Former Dole Institute director shares stories of Nelson Rockefeller

Richard Norton Smith shares stories about former vice president Nelson Rockefeller during an event at the Dole Institute, 2350 Petefish Drive, in November 2014. Smith was promoting his newest book, On

Richard Norton Smith, the founding director of Kansas University’s Dole Institute of Politics, returned to the KU campus Sunday afternoon to discuss his new book, “On His Own Terms: A Life of Nelson Rockefeller.”

Smith, a presidential historian and author, spoke to a packed house at the Dole Institute about the making of the biography — an endeavor spanning more than a decade — and what he learned along the way.

“It was a life not without tragedy and a good deal of pain, unfortunately much of it inflicted on others,” Smith said of the life of Rockefeller, the charismatic businessman, philanthropist and politician who served four terms as governor of New York and one term as vice president under Gerald Ford.

The extensively researched “On His Own Terms” draws on thousands of previously unseen documents and more than 200 interviews with those who knew the man.

He was a political maverick, Smith said, who supported a range of “liberal” causes from universal health care and civil rights to protection of the environment — all while remaining a member of the Republican party.

A member of the prominent Rockefeller clan, Nelson believed America’s wealthiest citizens had an obligation to help the less fortunate.

“I think he felt himself very much in that tradition of Theodore Roosevelt and Franklin Roosevelt — rich men with a vested interest in the capital system, but who understood the dangers of the inequities and injustices which if not reformed in advance might lead to revolution.”

For Smith, whose fascination with Rockefeller began at age 10 while watching the politician’s second run for the presidency in 1964 unfold on television, “assembling the facts” for the book was perhaps the least challenging aspect.

It took him much of the 14-year period to tear himself away from that “youthful, unquestioning devotion” so as to tell Rockefeller’s story objectively, Smith explained.

That included an in-depth look at what is considered by many historians Rockefeller’s biggest failing, the 1971 Attica Prison riot.

Rockefeller, then governor of New York, refused to visit Attica during the violent uprising, in which 2,200 inmates seized control of the prison and took 42 staff members hostage in pursuit of increased political rights and better living conditions.

“The most poignant aspect of that is memory,” Smith said, recalling the 1914 Ludlow Massacre, when Colorado National Guard soldiers led an attack on 1,200 striking coal miners and their families at Ludlow, Colo. Nelson’s father, John D. Rockefeller Jr., owned the mine and spent several years trying to distance himself from the incident.
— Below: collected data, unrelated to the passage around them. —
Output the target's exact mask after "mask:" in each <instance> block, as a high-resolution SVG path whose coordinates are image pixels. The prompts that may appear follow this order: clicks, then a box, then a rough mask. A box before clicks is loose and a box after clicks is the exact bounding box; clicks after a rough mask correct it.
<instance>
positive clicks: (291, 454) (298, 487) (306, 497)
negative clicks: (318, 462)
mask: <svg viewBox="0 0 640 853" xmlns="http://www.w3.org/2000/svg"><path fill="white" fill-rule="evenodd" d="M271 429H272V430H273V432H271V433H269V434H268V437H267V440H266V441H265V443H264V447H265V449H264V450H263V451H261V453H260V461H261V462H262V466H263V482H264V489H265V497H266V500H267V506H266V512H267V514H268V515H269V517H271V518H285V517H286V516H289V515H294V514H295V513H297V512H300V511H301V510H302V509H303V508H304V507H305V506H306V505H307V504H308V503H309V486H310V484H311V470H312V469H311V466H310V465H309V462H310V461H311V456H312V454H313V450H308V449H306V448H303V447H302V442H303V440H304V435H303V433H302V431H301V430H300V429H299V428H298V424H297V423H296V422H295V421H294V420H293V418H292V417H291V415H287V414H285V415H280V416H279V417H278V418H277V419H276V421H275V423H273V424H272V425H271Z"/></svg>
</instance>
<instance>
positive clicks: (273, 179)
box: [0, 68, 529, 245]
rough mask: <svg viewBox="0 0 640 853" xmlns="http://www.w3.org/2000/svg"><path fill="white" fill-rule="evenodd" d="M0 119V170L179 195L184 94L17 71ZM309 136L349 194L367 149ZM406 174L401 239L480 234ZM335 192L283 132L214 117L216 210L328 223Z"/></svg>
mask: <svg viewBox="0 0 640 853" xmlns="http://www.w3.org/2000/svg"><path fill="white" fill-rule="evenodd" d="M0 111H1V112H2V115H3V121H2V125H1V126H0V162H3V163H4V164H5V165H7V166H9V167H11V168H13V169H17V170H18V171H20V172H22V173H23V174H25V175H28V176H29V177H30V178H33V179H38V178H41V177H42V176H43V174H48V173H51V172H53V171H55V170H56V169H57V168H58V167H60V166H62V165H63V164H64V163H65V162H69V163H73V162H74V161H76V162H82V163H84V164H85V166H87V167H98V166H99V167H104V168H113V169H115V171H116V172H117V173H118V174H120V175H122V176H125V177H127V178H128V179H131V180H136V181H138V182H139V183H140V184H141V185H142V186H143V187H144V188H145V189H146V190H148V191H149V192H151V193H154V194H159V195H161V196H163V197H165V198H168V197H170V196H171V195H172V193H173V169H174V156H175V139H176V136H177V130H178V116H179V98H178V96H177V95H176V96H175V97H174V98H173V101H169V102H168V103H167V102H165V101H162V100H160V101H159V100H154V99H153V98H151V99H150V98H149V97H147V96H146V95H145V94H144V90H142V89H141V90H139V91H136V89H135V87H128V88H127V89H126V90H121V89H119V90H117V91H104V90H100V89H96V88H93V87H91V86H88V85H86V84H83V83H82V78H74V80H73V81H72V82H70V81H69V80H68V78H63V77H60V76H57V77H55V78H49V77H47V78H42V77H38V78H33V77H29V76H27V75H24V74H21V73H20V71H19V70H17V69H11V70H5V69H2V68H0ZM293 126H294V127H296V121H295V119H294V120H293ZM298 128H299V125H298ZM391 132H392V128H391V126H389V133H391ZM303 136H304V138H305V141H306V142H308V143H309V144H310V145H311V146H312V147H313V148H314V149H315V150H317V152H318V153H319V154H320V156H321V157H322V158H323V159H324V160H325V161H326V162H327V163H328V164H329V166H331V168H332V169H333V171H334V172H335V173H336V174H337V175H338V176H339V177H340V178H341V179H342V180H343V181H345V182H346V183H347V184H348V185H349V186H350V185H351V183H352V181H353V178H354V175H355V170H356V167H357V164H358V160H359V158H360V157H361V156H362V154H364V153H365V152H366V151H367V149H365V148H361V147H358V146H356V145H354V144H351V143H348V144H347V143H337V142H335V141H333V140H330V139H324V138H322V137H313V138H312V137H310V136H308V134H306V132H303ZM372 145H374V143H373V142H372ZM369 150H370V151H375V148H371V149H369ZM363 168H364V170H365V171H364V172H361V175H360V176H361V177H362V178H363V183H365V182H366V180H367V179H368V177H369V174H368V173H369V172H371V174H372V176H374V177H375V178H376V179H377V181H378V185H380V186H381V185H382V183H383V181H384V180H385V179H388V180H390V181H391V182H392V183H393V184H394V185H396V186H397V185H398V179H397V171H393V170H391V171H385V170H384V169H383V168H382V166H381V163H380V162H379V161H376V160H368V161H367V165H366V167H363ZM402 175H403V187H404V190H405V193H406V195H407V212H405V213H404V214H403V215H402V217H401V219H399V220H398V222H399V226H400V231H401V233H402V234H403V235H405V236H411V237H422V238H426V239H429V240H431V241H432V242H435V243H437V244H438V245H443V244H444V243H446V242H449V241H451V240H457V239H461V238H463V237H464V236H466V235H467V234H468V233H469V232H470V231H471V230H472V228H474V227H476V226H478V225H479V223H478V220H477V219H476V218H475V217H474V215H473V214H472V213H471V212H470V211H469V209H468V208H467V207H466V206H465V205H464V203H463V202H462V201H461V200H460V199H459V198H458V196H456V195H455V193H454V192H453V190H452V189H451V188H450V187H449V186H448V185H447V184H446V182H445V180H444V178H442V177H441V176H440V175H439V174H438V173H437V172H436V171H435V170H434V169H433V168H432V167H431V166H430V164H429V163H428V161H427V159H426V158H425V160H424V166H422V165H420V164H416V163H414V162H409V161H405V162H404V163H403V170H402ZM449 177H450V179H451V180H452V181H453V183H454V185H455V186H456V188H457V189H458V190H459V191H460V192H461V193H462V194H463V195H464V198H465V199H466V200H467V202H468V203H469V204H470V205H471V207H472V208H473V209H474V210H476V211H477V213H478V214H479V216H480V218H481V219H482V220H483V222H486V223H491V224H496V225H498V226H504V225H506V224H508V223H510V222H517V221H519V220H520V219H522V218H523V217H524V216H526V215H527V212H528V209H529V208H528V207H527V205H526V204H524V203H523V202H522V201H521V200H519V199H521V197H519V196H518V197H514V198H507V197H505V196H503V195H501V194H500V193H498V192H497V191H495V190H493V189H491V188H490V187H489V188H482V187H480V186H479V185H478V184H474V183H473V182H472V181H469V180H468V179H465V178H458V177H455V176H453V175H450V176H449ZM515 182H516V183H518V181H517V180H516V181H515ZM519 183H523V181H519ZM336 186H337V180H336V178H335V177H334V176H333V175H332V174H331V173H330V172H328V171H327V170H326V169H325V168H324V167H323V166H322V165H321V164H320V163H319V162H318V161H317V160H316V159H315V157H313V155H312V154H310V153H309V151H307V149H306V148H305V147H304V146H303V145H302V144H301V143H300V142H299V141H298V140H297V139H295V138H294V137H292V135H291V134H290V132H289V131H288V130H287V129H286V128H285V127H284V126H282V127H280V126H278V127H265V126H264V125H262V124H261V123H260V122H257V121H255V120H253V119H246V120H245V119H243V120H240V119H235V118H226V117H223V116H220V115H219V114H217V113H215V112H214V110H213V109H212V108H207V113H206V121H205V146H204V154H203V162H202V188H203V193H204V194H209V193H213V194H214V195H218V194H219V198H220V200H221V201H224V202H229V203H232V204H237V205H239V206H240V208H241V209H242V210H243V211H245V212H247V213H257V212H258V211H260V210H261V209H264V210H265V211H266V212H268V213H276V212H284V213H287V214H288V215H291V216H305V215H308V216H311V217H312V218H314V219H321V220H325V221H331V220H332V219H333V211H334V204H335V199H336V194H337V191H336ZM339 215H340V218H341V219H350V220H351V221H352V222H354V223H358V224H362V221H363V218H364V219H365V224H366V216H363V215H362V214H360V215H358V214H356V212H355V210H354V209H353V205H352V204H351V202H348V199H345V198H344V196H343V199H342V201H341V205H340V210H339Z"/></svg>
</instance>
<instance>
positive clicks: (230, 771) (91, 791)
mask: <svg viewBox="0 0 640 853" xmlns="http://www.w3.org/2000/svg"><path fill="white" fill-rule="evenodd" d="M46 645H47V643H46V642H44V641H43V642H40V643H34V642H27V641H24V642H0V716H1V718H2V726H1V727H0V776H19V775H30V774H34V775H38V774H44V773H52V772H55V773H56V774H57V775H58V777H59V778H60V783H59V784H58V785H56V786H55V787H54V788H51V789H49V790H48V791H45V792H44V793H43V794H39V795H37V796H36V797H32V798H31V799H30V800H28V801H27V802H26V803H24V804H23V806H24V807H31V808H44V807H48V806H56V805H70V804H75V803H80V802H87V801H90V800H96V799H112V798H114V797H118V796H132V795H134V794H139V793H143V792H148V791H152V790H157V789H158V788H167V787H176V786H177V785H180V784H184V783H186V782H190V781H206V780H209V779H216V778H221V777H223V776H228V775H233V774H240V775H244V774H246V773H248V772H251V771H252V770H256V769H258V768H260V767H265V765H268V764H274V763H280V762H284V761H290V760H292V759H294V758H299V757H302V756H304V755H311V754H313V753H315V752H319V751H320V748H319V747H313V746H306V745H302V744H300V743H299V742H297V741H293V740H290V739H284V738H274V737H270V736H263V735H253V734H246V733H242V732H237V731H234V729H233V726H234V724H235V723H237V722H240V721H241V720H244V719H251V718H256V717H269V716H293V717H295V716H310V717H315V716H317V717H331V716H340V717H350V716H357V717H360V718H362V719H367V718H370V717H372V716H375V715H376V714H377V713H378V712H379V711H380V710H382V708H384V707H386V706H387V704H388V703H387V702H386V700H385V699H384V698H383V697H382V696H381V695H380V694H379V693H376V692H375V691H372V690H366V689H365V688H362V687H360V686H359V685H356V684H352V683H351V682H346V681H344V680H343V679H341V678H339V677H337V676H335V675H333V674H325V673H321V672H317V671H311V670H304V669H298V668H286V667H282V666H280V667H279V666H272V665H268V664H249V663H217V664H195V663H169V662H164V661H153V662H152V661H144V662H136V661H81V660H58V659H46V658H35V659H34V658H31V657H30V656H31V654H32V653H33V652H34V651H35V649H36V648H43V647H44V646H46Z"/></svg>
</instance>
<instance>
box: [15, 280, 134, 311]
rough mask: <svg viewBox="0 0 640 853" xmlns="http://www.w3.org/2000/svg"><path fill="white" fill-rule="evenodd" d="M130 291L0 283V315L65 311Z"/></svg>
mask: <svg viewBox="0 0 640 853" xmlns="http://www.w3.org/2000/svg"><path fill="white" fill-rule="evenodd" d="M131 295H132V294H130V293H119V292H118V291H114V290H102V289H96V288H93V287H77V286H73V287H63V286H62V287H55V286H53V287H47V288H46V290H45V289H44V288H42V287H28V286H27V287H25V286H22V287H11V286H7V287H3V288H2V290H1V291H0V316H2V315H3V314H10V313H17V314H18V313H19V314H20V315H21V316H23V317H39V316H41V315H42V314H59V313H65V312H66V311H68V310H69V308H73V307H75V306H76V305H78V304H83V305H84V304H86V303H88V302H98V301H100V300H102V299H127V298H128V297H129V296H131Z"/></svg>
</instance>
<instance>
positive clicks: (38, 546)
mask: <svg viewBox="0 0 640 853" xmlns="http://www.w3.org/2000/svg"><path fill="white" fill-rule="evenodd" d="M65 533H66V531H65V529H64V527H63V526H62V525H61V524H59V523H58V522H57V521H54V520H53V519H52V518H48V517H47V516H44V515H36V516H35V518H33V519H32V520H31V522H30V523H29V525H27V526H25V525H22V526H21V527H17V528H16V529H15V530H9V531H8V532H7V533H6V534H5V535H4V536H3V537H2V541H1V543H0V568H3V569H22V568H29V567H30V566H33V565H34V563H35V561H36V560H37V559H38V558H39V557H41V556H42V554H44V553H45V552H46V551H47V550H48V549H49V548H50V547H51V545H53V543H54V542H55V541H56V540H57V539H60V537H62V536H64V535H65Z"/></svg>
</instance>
“I think Nelson saw history repeating itself. He went through the rest of his life giving the impression that he was hardened to what had happened (at Attica),” Smith said. “The fact is, he was haunted the rest of his life by what had happened.”

Rockefeller, who tried unsuccessfully three times to win the Republican nomination for president, was a “man without a party.” By 1968, his final run at the presidency, Rockefeller’s beloved GOP had already begun its dramatic shift to the right.

His bipartisan problem solving was falling out of fashion, Smith said, as America’s political landscape became more divisive.

“He should have become a curator,” Smith said of Rockefeller, a lifelong art collector who served as trustee, treasurer and president of the Museum of Modern Art. “He had a remarkable eye for things.”

The Rockefeller family estate, Kykuit, contains more than 70 of Nelson’s sculptures, one of which he repainted from red to black immediately after purchasing it.

Word got back to the artist, Smith said, who quite reasonably demanded to know what gave Rockefeller “the right to think he could repaint” the artwork.

“And Rockefeller said, ‘If you didn’t want me to repaint it, why the hell did you sell it to me?'” Smith recounted, eliciting laughs from the audience. “On his own terms.”